Advanced Algorithm (Fall 2021 NJU)

Course Homepage: Advanced Algorithms

Min-Cut and Max-Cut

Karger's Min-Cut Algorithm

pick an edge uniformly at random and contract it

Theorem:

\(\Pr[\textrm{a min-cut is returned}]\geq\frac{2}{n(n-1)}\)

Proof:

a min-cut preserves when not contracted
\(C\) is a min-cut \(\Rightarrow|C|\leq\frac{2|E|}{|V|}\)

Corollary:

The number of distinct min-cuts \(\leq n(n-1)/2\)

Faster Min-Cut

contract to \(t=n/\sqrt{2}+1\) vertices and branch

runs in \(O(n^2\log n)\) time and succeeds with probability \(\Omega(\frac{1}{\log n})\)

Greedy Cut

a vertex \(v\) joins one of \(S,T\) to maximize current \(E(S,T)\)

1/2-approximation

Random Cut

\(\mathbf{E}[SOL]=|E|/2\)

de-randomization by conditional expectation

mutual independence, k-wise independence

de-randomization by pairwise independence

Fingerprinting

Checking Matrix Multiplication

Freivald’s Algorithm:

pick a uniform random \(r\in\{0,1\}^n\) check whether \(ABr=Cr\)

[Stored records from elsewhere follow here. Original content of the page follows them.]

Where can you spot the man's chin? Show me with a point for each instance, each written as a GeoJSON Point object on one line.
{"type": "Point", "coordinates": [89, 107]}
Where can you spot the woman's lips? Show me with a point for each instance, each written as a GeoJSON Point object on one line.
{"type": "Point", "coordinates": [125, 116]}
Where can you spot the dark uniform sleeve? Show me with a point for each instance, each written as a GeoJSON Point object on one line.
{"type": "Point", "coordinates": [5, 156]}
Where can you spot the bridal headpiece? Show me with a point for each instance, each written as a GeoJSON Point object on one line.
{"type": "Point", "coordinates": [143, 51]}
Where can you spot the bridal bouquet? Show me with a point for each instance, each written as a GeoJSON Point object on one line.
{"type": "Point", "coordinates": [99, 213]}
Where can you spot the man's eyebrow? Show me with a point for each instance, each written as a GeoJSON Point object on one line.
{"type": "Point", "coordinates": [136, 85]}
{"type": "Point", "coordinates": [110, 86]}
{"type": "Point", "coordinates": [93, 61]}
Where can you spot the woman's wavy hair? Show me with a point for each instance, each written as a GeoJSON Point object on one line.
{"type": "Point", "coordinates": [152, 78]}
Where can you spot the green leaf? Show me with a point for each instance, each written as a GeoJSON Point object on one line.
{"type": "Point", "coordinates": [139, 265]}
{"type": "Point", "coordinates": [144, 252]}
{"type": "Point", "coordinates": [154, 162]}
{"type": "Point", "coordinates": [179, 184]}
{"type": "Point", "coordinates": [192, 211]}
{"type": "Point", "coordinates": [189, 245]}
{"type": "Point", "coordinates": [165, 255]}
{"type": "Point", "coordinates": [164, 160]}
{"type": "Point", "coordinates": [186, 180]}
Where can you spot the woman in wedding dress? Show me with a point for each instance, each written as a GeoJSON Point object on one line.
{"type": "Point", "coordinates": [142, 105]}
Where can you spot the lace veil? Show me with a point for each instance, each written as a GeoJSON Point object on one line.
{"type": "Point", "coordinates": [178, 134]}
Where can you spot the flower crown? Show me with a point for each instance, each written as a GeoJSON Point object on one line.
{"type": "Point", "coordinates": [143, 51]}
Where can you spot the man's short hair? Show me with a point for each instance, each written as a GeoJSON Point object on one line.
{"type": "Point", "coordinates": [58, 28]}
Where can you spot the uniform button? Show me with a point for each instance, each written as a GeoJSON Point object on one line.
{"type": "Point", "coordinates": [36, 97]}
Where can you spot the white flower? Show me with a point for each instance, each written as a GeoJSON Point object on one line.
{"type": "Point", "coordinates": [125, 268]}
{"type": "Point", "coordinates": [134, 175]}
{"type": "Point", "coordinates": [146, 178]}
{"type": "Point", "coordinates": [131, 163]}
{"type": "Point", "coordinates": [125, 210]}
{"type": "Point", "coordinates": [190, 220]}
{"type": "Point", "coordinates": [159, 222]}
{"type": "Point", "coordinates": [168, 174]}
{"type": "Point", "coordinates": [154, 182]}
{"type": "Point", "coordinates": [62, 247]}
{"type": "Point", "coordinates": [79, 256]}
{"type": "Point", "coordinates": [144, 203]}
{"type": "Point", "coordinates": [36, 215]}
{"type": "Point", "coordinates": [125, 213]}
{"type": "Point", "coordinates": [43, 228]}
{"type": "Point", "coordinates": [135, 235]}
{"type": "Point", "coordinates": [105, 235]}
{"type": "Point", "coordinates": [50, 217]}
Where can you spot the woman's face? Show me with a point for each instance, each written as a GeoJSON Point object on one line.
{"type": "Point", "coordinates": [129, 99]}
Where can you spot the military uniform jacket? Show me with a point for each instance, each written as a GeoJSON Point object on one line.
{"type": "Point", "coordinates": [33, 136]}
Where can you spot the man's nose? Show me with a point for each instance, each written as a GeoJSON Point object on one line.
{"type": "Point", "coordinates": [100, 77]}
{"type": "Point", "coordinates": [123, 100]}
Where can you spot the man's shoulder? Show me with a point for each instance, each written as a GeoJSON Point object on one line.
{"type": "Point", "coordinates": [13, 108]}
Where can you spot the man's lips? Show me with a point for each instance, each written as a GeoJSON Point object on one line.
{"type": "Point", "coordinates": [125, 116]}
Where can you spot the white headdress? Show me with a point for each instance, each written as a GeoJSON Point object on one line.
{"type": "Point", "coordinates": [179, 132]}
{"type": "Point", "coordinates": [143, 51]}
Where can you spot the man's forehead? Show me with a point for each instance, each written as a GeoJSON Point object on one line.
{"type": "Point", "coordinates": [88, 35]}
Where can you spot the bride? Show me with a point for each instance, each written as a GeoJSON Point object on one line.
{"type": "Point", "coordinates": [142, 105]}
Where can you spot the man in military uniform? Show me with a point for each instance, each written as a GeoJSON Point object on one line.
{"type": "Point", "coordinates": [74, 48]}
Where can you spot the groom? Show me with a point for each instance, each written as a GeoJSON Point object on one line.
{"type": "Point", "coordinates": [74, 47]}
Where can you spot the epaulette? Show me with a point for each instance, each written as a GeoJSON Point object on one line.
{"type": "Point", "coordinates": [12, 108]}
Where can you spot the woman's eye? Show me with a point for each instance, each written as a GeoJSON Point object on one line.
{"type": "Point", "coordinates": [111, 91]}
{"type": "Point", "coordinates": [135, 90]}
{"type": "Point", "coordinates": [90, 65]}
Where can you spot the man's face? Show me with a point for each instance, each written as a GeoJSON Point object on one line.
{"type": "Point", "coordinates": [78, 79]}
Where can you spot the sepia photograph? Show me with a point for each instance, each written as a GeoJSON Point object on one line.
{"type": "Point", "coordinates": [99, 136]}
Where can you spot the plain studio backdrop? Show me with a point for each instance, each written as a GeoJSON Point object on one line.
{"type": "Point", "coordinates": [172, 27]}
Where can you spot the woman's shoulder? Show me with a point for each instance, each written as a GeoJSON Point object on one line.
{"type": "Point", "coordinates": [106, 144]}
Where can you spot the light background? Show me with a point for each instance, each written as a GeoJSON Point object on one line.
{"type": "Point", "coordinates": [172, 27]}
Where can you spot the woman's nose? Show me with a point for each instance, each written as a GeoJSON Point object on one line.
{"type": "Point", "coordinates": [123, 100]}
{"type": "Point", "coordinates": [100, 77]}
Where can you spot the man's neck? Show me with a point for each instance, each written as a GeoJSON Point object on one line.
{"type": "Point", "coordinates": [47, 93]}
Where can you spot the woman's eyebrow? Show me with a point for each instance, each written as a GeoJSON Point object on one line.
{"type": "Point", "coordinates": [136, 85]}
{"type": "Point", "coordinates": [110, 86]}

if \(AB\neq C\) then \(\Pr[ABr=Cr]\leq \frac{1}{2}\)

Polynomial Identity Testing

Input: a polynomial \(f\in\mathbb{F}[x]\) of degree \(d\).

Output: \(f\equiv 0\) ?

Fundamental Theorem of Algebra

Any non-zero \(d\)-degree polynomial \(f\in\mathbb{F}[x]\) has at most \(d\) roots

Randomized algorithm (fingerprinting):

pick a uniform random \(r\in S\) check if \(f(r)=0\)

if \(f\not\equiv 0\) then \(\Pr[f(r)=0]\leq\frac{d}{|S|}\)

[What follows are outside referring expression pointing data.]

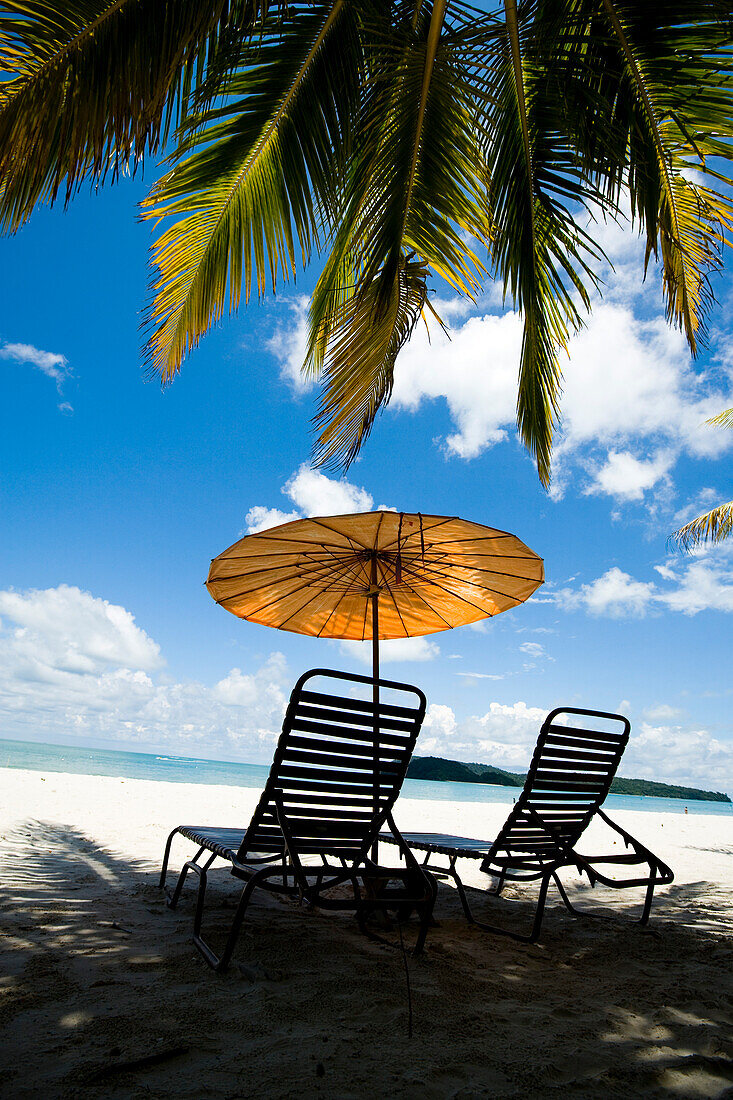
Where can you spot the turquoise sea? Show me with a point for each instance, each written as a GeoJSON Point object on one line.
{"type": "Point", "coordinates": [173, 769]}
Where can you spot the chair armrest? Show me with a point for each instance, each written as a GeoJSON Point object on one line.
{"type": "Point", "coordinates": [639, 848]}
{"type": "Point", "coordinates": [402, 844]}
{"type": "Point", "coordinates": [291, 847]}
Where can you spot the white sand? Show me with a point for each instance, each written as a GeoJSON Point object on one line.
{"type": "Point", "coordinates": [98, 976]}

Input: a polynomial \(f\in\mathbb{F}[x_1,...,x_n]\) of degree \(d\).

Output: \(f\equiv 0\) ?

Randomized algorithm (fingerprinting):

pick \(r_1,...,r_n\in S\) uniformly and independently at random, check if \(f(r_1,...,r_n)=0\)

Schwartz-Zippel Theorem

\(f\not\equiv 0\Longrightarrow\Pr[f(r_1,...,r_n)=0]\leq\frac{d}{|S|}\)

Checking Distinctness

Input: two multisets \(A={a_1,...,a_n}\) and \(B={b_1,...,b_n}\) where elements in \([n]\)

Output: \(A=B\) ?

\(f_A(x)=\prod_{i=1}^{n}(x-a_i)\)

\(\textrm{FING}(A)=f_A(r), r\in\mathbb{Z}_p\)

if \(A\neq B\) :

\(f_A\equiv f_B\) on \(\mathbb{Z}_p\)
\(f_A\not\equiv f_B\) on \(\mathbb{Z}_p\) but \(f_A(r)=f_B(r)\)

Hashing and Sketching

Count Distinct Elements

Input: a sequence \(x_1,x_2,...,x_s\in U=[N]\)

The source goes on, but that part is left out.